地理部では3月30日に春休みのフィールドワークを行いました。今回の調査地域は東京湾西岸,品川区から大田区の埋立地です。東京湾西岸は,江戸期まで遠浅の干潟が広がる地域でしたが,その後埋め立てが進み,その景観や土地利用は大きく変化しました。地理部では江戸期の海岸線だったところを確認できる場所を見つけ,事前に準備した巡検カードをもとに当時と現在とでいかに景観が変化し土地利用が変わったのかを考察しました。

かつての海岸線周辺では,江戸を守るために造られた砲台の跡や,遠浅の海を利用した海苔の養殖地が確認でき,現在の埋立地では日本の交通や物流を支える要となる施設をいくつも確認できました。このフィールドワークの報告は、2022年度内に発刊予定の「ちりレポ第20号」で行う予定です。

今回のテーマは「東京湾西岸の考察」です。

かつての砲台跡から江戸期の海岸線の位置を確認できます。

大田区にある穴守稲荷神社は現在の羽田空港の位置にありました。

遠浅の海が広がっていた東京湾西岸は海苔の養殖地として栄えました。大田区大森は昭和の初めまで日本一の海苔の生産地でした。

江戸期にはクジラも出現した品川の海は、高層ビルが建ち並ぶウォーターフロント「天王洲アイル」となりました。

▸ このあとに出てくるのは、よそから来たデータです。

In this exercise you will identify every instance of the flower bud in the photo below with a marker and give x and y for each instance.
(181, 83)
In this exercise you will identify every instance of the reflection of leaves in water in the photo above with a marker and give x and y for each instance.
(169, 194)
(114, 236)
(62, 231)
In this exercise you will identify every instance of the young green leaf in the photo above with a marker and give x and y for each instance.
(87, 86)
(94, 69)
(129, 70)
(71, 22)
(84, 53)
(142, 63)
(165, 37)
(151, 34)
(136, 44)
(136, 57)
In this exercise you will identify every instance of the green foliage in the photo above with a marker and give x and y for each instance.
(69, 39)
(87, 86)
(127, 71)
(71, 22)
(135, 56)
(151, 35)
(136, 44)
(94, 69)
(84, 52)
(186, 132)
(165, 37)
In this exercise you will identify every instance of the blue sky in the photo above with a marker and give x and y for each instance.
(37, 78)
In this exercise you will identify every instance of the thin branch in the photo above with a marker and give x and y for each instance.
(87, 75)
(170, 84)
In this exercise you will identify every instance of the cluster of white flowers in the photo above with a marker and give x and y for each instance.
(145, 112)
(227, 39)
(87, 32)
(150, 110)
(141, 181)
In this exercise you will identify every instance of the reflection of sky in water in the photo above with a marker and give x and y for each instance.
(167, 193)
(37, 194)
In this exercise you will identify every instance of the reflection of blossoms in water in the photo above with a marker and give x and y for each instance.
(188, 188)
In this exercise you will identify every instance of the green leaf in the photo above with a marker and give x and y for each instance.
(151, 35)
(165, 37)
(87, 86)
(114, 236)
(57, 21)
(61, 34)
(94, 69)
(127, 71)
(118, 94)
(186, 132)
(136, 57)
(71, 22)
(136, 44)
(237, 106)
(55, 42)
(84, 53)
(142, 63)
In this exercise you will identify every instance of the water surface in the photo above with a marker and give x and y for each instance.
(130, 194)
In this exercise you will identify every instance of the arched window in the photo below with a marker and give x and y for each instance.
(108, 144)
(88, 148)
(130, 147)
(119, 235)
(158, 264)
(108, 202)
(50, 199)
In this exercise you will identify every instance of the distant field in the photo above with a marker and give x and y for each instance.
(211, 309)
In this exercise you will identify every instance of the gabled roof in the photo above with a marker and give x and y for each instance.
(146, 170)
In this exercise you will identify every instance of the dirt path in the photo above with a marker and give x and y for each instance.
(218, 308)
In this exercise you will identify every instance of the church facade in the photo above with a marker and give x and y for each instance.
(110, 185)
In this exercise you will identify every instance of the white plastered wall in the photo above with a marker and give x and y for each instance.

現在の東京湾西岸には新幹線の車両基地や、青果を扱う太田市場・貨物列車のターミナル・国際貿易の拠点となるコンテナ埠頭など、日本の物流を支える施設が立地しています。

現在はこのフィールドワークの地図や図表の作成、レポートの執筆のほか、次回の巡検地の事前学習を行っています。地理部が現地調査して作成したオリジナルの調査報告書『ちりレポ』は国立国会図書館のほか、首都圏の主要大学の図書館にも蔵書がありますので興味のある方は検索してみて下さい。今後も地理部の活動にご期待を!!